I caught up on some reading, though. You’ve probably had one of these days. Toast was mostly my diet.

So, when I wasn’t in my little room, I made a feeble attempt to check my idiot box to see if the Republican senators were successful in passing their version of “Repeal and Replace” health care. When I turned on the box the first thing I saw was “Breaking News” splashed across the bottom of the screen. I decided that I’d take a look long enough to find out what the “Breaking News” was about. Nowadays, “Breaking News” can be anything from another 9/11 down to a Panda bear had a baby in some Chinese hamlet. The words “Breaking News” are there to get your attention, hoping to keep you watching long enough to force you to consume a few car commercials. Stupid!
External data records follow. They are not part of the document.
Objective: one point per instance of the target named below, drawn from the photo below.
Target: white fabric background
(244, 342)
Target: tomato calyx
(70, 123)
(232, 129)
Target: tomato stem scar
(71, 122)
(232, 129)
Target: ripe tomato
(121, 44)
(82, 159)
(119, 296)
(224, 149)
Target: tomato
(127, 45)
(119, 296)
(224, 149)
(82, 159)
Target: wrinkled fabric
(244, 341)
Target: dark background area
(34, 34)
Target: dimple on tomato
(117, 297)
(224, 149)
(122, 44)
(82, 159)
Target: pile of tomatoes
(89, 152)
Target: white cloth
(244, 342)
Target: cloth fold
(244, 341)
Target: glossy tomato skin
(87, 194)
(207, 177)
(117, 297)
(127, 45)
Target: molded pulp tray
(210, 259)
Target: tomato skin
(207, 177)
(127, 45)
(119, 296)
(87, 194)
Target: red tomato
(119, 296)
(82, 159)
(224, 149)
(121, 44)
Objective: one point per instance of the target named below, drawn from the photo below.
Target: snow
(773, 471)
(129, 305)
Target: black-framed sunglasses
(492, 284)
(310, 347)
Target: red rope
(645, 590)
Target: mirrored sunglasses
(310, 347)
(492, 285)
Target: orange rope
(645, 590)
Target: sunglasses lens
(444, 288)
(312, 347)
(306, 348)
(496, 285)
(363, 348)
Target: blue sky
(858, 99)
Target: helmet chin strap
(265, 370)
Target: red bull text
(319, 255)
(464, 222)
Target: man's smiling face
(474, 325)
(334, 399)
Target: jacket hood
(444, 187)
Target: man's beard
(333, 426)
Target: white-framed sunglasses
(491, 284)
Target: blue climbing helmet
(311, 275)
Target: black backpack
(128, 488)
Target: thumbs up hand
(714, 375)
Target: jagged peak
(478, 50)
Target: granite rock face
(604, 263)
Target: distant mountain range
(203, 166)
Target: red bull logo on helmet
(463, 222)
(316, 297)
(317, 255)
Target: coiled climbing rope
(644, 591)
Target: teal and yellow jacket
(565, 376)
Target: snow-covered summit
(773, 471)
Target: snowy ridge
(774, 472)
Except it worked on me, because I hung around to see what the “Breaking News” was about.

And the “Breaking News” was that the Republican senators didn’t have enough votes to pass their version of “Repeal and Replace”. I was surprised at that, so I stayed with them for a while and what I heard from both Republicans and Democrats as to why the bill failed, and why their plan would work better, made me even sicker. Their “bag of wind” explanations called for a return trip to my little room.
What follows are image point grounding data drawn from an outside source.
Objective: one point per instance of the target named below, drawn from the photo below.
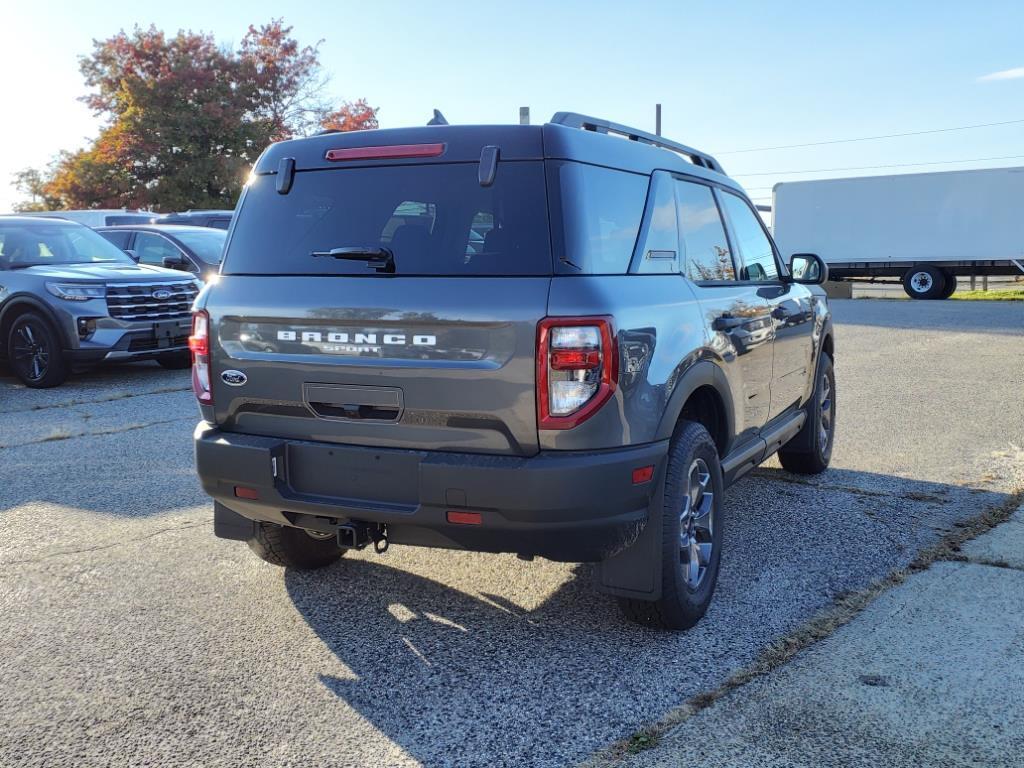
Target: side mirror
(808, 269)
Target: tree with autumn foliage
(185, 118)
(353, 116)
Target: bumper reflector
(643, 474)
(465, 518)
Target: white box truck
(925, 228)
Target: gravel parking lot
(129, 635)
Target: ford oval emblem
(233, 378)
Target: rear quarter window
(596, 216)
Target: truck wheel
(818, 431)
(691, 534)
(950, 288)
(924, 283)
(175, 360)
(293, 548)
(35, 353)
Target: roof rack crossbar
(584, 122)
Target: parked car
(97, 217)
(215, 219)
(542, 340)
(70, 299)
(190, 249)
(924, 228)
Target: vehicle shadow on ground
(88, 386)
(460, 678)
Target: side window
(119, 239)
(702, 235)
(755, 249)
(152, 249)
(657, 250)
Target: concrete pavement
(931, 673)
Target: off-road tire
(915, 279)
(292, 548)
(175, 360)
(35, 332)
(814, 458)
(681, 606)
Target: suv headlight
(77, 291)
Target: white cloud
(1015, 74)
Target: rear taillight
(577, 370)
(199, 343)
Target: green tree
(32, 182)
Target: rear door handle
(353, 402)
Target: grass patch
(1004, 294)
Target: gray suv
(70, 299)
(562, 341)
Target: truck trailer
(924, 228)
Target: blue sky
(729, 76)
Here’s a sample of terms I heard in their discussions of American health care: the health care cost curve, CBO scoring, comparative effectiveness, deficit neutral, insurance exchanges, opt-in plan, opt-out plan, and sin taxes. These few will give you a taste of what I heard in about ten minutes. There were many more gobbledygook terms.
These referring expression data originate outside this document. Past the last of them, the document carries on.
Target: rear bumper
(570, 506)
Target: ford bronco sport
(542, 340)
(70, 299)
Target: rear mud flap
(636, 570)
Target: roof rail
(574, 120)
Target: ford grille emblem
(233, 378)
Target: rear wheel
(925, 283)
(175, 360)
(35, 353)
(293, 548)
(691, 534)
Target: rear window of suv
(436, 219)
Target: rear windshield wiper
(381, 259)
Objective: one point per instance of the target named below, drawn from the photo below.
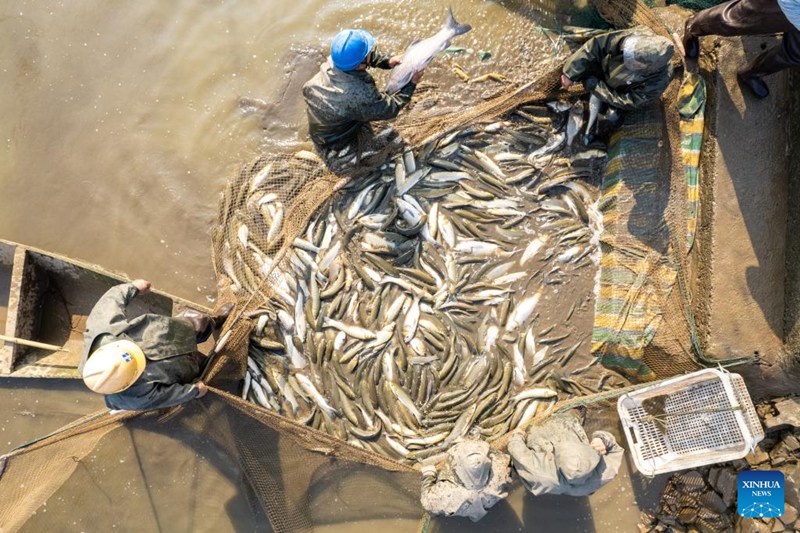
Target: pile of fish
(416, 307)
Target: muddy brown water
(121, 125)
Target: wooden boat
(44, 301)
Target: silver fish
(420, 53)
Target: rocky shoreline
(704, 500)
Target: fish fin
(452, 24)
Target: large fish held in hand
(420, 53)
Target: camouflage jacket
(601, 57)
(339, 102)
(168, 344)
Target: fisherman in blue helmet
(342, 100)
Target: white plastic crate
(689, 421)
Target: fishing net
(315, 425)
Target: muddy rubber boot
(222, 315)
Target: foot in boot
(222, 315)
(755, 84)
(594, 142)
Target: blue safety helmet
(350, 47)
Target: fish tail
(452, 24)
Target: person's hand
(142, 285)
(599, 445)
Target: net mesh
(276, 199)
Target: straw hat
(114, 367)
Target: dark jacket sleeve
(152, 395)
(107, 316)
(384, 106)
(110, 308)
(587, 59)
(380, 60)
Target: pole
(33, 344)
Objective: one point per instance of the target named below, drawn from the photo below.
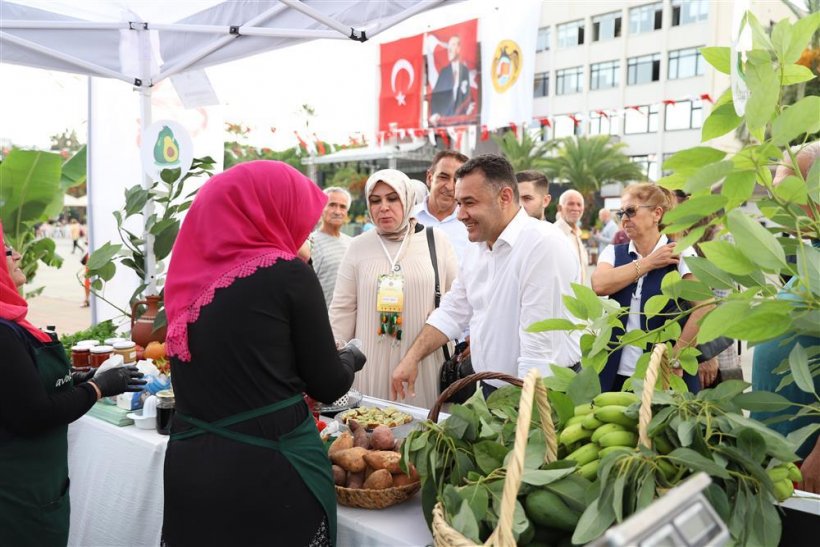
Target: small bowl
(143, 422)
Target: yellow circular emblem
(506, 65)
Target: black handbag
(454, 368)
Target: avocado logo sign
(506, 65)
(166, 145)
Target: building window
(648, 164)
(542, 85)
(685, 12)
(604, 75)
(646, 18)
(641, 119)
(571, 34)
(685, 63)
(569, 80)
(602, 123)
(564, 126)
(543, 41)
(606, 26)
(683, 115)
(643, 69)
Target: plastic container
(99, 354)
(127, 349)
(80, 356)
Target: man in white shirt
(439, 209)
(610, 228)
(534, 193)
(515, 275)
(571, 207)
(328, 243)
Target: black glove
(352, 357)
(119, 380)
(79, 377)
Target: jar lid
(101, 349)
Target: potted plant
(146, 311)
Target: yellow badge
(506, 65)
(390, 297)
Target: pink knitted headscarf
(246, 218)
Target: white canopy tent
(145, 42)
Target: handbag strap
(431, 244)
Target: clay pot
(142, 329)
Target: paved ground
(60, 302)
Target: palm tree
(587, 163)
(523, 155)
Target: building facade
(633, 70)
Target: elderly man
(534, 193)
(328, 243)
(571, 207)
(439, 208)
(607, 233)
(515, 275)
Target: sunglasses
(631, 211)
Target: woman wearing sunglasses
(39, 397)
(631, 274)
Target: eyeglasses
(630, 212)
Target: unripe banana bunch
(784, 476)
(599, 428)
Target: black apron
(34, 504)
(301, 446)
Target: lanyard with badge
(390, 295)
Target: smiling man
(514, 276)
(328, 243)
(439, 209)
(571, 207)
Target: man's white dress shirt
(499, 292)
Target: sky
(338, 78)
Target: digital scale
(681, 518)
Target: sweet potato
(382, 438)
(379, 480)
(350, 459)
(342, 442)
(400, 479)
(355, 480)
(383, 459)
(339, 476)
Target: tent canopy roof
(108, 37)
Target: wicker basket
(375, 499)
(658, 365)
(446, 536)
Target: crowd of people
(261, 311)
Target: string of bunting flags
(453, 136)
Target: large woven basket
(375, 499)
(445, 535)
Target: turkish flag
(401, 83)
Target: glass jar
(98, 355)
(80, 356)
(127, 349)
(165, 411)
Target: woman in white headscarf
(385, 288)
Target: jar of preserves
(127, 349)
(98, 355)
(80, 356)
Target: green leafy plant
(171, 203)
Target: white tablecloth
(117, 497)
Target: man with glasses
(515, 275)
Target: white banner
(508, 40)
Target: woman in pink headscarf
(248, 333)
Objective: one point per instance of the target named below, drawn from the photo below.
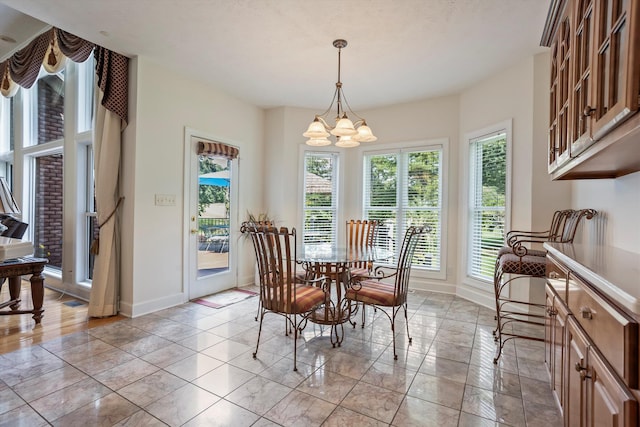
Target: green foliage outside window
(210, 194)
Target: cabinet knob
(588, 110)
(582, 370)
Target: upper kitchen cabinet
(594, 128)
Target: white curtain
(106, 270)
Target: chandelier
(347, 133)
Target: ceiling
(279, 52)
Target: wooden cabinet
(594, 88)
(555, 328)
(595, 395)
(591, 349)
(559, 129)
(555, 343)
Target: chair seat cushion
(303, 300)
(359, 272)
(373, 292)
(508, 250)
(529, 265)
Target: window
(487, 202)
(320, 212)
(50, 137)
(401, 189)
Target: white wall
(163, 103)
(520, 94)
(618, 204)
(166, 103)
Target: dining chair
(252, 226)
(281, 292)
(361, 233)
(377, 293)
(519, 261)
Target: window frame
(470, 137)
(337, 175)
(73, 278)
(441, 144)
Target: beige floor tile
(344, 417)
(419, 413)
(181, 405)
(107, 410)
(223, 380)
(258, 395)
(327, 385)
(376, 402)
(22, 416)
(193, 366)
(441, 391)
(223, 414)
(61, 402)
(300, 409)
(48, 383)
(494, 406)
(151, 388)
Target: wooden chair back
(403, 270)
(570, 223)
(362, 233)
(276, 253)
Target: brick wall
(48, 190)
(50, 110)
(48, 226)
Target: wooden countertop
(613, 271)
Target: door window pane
(320, 197)
(47, 227)
(488, 182)
(213, 214)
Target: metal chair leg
(259, 333)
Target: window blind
(320, 197)
(402, 189)
(487, 204)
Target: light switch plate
(165, 199)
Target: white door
(210, 213)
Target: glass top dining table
(333, 263)
(327, 253)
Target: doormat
(73, 303)
(225, 298)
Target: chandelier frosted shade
(316, 130)
(348, 133)
(318, 142)
(344, 127)
(347, 142)
(365, 134)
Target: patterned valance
(51, 49)
(218, 149)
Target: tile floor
(192, 365)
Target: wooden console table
(12, 270)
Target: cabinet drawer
(614, 333)
(557, 276)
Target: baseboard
(153, 305)
(479, 296)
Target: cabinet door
(555, 342)
(559, 349)
(559, 129)
(609, 401)
(615, 63)
(581, 76)
(574, 393)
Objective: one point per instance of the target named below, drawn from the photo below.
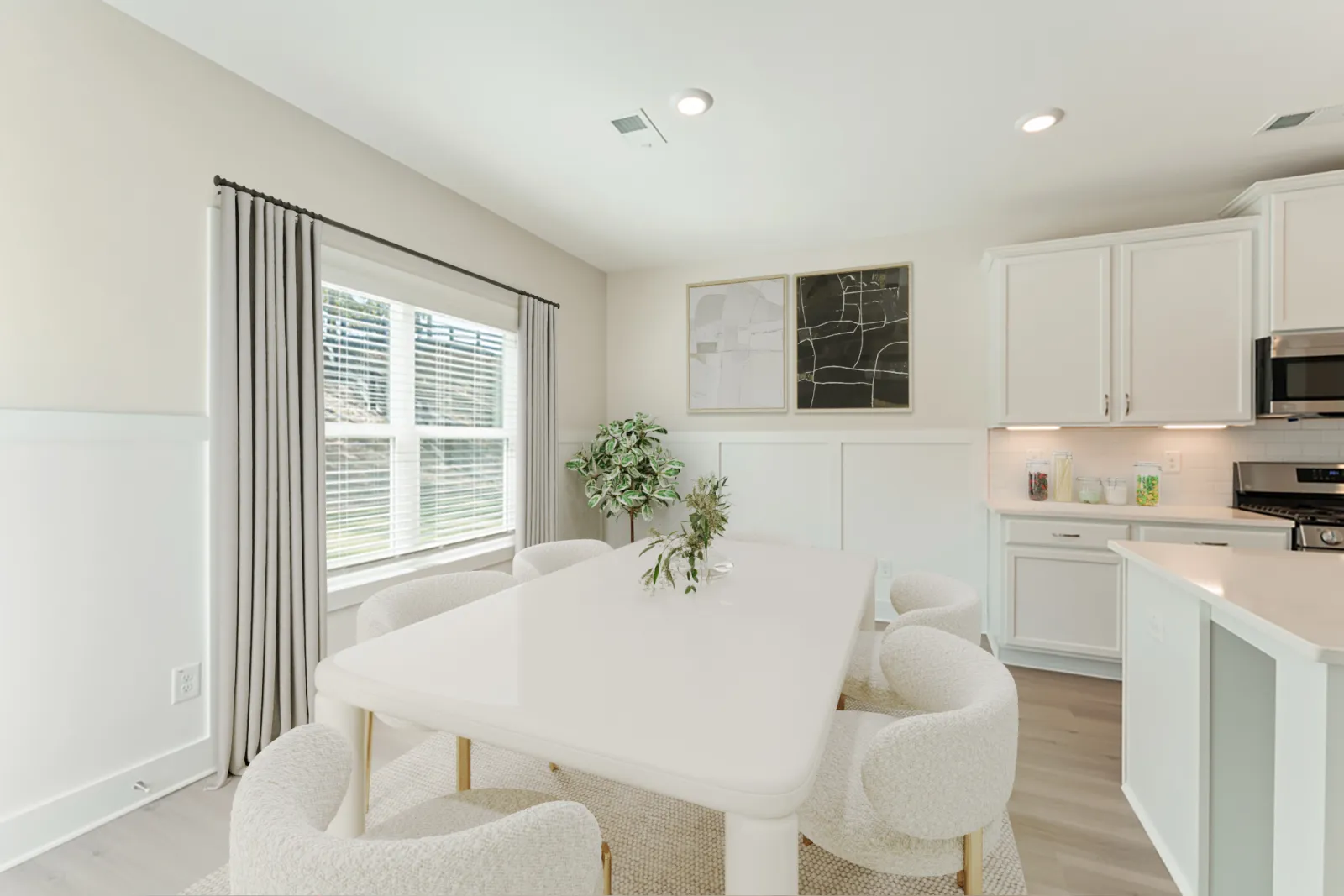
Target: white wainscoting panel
(102, 593)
Listening to this baloney made me think back to when Ray Garvin, many years ago, came to our house one evening to talk to Janice and me about buying a health insurance policy. We sat around our kitchen table. He understood, and most importantly, we understood everything that was discussed. Our only real decision was deciding on which deductible we wanted. The deductible choices were $100, $250, and $500 with no discussion of the cost curve or exchanges. We signed the application, gave him a check, shook hands, and voila! We had a health insurance policy that we were confident would keep us out of bankruptcy. Nowadays, you’re lucky if you understand anything about your health insurance, except that you had to choose between a $5000, $10,000, or higher deductible in order to afford the policy.

I say enough! Let’s send Ray Garvin and 99 other retired health insurance agents to Washington and bus the President and the entire Congress to Trump Tower, and I can guarantee that those retired agents will have understandable and affordable health plans ready in no time, but without sin taxes. Good! I couldn’t afford the sin taxes.